Unutmak istememiştim ama nasıl dayanacaktım bilmiyorum.... Çok özleyecektim çok canım yanacaktı , alışacaktım umarım.

"Evet Heimdall malesef. "

"Çok üzgünsünüz. Sebebi Asgard mı ? Yoksa Asgarddaki biri mi ?" kaşlarımı çatarak baktım hafifte gülümsedim.

"Sebebini bildiğine eminim."

"Elbetteki biliyorum. Göremediğim şey yoktur. Bazı istinalar dışında tabi." bu sefer o gülümsedi.

"O halde cevap vermesem de olur " kafasını salladı. Derin bir nefes aldım.

"Heimdall beni izleyecek misin gerçekten ?"

"Elbette kralımın emri böyle.

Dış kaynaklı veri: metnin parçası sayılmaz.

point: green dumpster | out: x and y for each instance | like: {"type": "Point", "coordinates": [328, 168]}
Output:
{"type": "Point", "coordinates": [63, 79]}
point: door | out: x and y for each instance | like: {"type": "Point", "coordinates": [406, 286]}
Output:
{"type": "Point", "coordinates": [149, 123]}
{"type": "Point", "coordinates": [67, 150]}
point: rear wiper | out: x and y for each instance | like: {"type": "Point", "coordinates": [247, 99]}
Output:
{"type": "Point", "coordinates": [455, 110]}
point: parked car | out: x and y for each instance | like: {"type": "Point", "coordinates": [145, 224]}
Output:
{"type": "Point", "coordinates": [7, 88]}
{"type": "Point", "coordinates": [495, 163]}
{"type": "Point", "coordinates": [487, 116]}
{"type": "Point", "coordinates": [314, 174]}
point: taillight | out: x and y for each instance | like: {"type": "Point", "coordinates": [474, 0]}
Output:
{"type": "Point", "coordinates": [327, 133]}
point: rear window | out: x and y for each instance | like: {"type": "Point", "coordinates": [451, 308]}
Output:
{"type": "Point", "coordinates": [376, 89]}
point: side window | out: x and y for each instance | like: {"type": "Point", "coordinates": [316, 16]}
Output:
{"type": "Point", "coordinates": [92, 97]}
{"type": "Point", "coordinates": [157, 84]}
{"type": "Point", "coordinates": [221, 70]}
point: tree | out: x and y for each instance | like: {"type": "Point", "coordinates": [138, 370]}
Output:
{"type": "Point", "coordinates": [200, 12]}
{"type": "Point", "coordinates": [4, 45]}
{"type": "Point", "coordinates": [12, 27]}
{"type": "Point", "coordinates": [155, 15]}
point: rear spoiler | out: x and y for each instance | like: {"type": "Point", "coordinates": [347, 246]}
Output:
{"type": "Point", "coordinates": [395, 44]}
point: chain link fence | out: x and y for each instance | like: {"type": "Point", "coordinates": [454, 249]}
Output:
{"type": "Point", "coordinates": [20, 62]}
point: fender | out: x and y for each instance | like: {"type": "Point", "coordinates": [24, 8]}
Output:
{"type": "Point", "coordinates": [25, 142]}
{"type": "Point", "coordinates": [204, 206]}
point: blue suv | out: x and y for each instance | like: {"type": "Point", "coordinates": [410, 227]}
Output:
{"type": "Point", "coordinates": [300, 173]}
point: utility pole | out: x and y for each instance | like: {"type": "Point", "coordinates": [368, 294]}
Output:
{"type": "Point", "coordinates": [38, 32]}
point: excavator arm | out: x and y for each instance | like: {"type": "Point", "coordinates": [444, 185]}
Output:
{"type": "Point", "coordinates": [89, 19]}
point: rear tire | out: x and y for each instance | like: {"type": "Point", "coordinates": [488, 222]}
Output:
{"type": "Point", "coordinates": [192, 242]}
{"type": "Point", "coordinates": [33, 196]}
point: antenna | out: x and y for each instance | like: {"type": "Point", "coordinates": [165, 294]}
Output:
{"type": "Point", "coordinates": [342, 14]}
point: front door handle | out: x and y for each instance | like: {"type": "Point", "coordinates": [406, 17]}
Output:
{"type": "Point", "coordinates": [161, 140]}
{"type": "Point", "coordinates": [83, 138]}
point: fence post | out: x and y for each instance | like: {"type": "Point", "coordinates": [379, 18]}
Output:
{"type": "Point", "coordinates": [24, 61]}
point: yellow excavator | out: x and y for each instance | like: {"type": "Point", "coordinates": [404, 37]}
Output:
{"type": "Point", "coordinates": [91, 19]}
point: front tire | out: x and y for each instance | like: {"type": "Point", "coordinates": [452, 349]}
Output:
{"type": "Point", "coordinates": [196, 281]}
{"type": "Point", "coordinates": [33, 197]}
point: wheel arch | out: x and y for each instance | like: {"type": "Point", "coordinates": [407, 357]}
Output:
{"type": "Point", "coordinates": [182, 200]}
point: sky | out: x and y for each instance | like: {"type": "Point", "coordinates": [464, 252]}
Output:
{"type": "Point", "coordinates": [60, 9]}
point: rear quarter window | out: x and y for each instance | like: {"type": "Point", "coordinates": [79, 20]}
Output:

Yaranızla ilgili bir durum olduğunda şifacılarımıza haber vereceğim."

"Peki ben sana yalvarsam nolurr beni Asgarda al falan bir umudum olabilir mi ?" umutsuz baktım ona cevabı biliyordum.

"Üzgünüm Leydim." dedi sadece.

"Neden herkes bana Leydim diyor. Ben Leydi değilim ki." sıkılmıştım bunu duymaktan

"Öylesiniz.  Burada böyle hitap ederiz."

"Peki anladım ee o zaman gideyim ben." kafamı önüme eğdim istemiyordum ama başka seçeneğim de yoktu.

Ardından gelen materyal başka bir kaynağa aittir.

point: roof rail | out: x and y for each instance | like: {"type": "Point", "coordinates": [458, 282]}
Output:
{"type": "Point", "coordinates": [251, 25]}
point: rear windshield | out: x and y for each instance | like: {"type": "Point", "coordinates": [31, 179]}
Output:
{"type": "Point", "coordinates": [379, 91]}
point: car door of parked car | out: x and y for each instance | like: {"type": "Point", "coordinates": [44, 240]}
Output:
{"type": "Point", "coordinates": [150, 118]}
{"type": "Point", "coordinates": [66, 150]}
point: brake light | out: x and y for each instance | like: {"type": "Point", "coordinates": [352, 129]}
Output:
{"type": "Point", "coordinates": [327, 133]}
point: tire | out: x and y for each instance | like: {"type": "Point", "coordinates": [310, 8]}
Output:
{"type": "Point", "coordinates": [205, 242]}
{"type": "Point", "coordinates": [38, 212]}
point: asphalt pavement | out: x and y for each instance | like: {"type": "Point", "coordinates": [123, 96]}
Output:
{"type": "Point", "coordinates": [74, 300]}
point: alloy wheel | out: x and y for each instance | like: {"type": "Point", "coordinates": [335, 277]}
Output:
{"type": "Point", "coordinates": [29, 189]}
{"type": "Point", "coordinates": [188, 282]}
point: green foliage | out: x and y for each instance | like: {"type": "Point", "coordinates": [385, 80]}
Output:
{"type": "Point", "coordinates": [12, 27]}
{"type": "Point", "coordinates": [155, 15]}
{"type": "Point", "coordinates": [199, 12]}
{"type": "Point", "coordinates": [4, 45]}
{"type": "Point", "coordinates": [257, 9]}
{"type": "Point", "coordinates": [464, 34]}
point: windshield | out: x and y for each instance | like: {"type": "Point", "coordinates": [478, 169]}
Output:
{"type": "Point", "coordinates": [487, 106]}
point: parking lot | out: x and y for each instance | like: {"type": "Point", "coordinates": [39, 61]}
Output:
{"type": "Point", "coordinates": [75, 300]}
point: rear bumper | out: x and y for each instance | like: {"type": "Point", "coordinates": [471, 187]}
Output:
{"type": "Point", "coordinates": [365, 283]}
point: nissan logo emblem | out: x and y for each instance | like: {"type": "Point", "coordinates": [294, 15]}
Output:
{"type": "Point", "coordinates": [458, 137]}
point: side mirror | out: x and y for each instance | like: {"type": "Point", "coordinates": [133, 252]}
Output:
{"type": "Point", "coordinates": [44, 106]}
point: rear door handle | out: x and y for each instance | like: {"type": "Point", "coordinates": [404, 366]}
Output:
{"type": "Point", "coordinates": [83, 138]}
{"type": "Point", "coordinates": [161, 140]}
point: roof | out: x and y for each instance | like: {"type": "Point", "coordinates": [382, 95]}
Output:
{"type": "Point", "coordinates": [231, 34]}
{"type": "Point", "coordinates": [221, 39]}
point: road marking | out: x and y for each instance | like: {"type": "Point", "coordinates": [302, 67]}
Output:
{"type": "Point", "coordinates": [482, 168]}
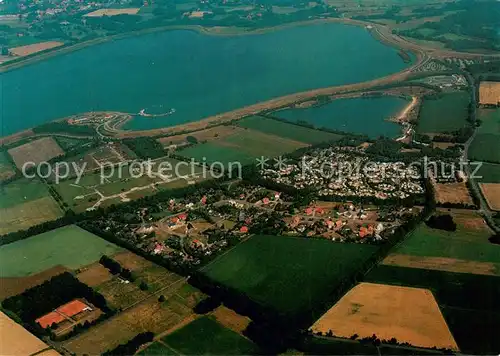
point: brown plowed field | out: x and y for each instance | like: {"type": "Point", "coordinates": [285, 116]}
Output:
{"type": "Point", "coordinates": [36, 151]}
{"type": "Point", "coordinates": [441, 264]}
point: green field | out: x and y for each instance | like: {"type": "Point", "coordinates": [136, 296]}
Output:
{"type": "Point", "coordinates": [489, 173]}
{"type": "Point", "coordinates": [6, 166]}
{"type": "Point", "coordinates": [205, 336]}
{"type": "Point", "coordinates": [21, 191]}
{"type": "Point", "coordinates": [287, 274]}
{"type": "Point", "coordinates": [444, 114]}
{"type": "Point", "coordinates": [290, 131]}
{"type": "Point", "coordinates": [69, 246]}
{"type": "Point", "coordinates": [486, 145]}
{"type": "Point", "coordinates": [464, 244]}
{"type": "Point", "coordinates": [158, 348]}
{"type": "Point", "coordinates": [83, 194]}
{"type": "Point", "coordinates": [243, 146]}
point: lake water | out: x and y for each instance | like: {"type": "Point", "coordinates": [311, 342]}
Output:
{"type": "Point", "coordinates": [197, 74]}
{"type": "Point", "coordinates": [358, 115]}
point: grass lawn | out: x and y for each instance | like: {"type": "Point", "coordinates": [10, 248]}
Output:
{"type": "Point", "coordinates": [445, 114]}
{"type": "Point", "coordinates": [244, 147]}
{"type": "Point", "coordinates": [205, 336]}
{"type": "Point", "coordinates": [6, 166]}
{"type": "Point", "coordinates": [282, 129]}
{"type": "Point", "coordinates": [69, 246]}
{"type": "Point", "coordinates": [288, 274]}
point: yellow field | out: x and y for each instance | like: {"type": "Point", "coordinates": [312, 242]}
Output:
{"type": "Point", "coordinates": [407, 314]}
{"type": "Point", "coordinates": [489, 93]}
{"type": "Point", "coordinates": [113, 12]}
{"type": "Point", "coordinates": [16, 340]}
{"type": "Point", "coordinates": [34, 48]}
{"type": "Point", "coordinates": [36, 151]}
{"type": "Point", "coordinates": [455, 193]}
{"type": "Point", "coordinates": [491, 192]}
{"type": "Point", "coordinates": [26, 215]}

Heimdall köprüyü açmak için kılıcını yerine koydu. O yuvarlak şey herneyse başka yöne dönmeye başladı ve bir geçit açıldı. Bu dünyaya giden kapı olmalı.

"Buyrun Leydim. Kendinize dikkat edin."

"Hoşçakal Heimdall."

Benim için açılan köprüye ilerledim Kapıya yaklaştığım da ışık hüzmesi beni içine çekti. Yolculuk ederken etrafa bakmaya çalıştım ancak çok hızlydı. Sadece renk görebiliyordum,rengarenk şeritler. Gökkuşağı köprüsü gibiydi. Umarım burada yaşadığım hiçbirşeyi unutmam. Ve umarım Odin bunu yapmamıştır.

------

Gözümü açmaya çalıştığımda yatağımda olduğumu farkettim ve hava neredeyse kararmıştı. İlk şey gözümün önüne gelen anılar oldu. Şükürler olsun hatırlıyorum. "Teşekkürler Odin" dedim içimden. Yatağımdan doğrulup banyoya ilerledim. Aynadaki yansımamı görünce şaşırdım. Asgardda sadece 1 hafta kalmıştım ama zayıflamıştım. Doğru düzgün bir şey yememiştim. Loki hep işhatımı kaçırmıştı.

Ahh Loki... Şimdiden özledim bile. Acıyı sevmek olur mu ? Oluyor işte.

"Aaaa İremmm şükür burdasın." Elif koşarak sarıldı bana.

"Selam " gülümsedim ona oda gülümsedi ama gülümsemesi saniyeler sürmiş ve kızgın ifadeye bırakmıştı yerini.

"Nerdesin sen !! Emreden duydum İzmire gitmişsin aşk olsun hiç aramadın beni." dudaklarını büzmüştü.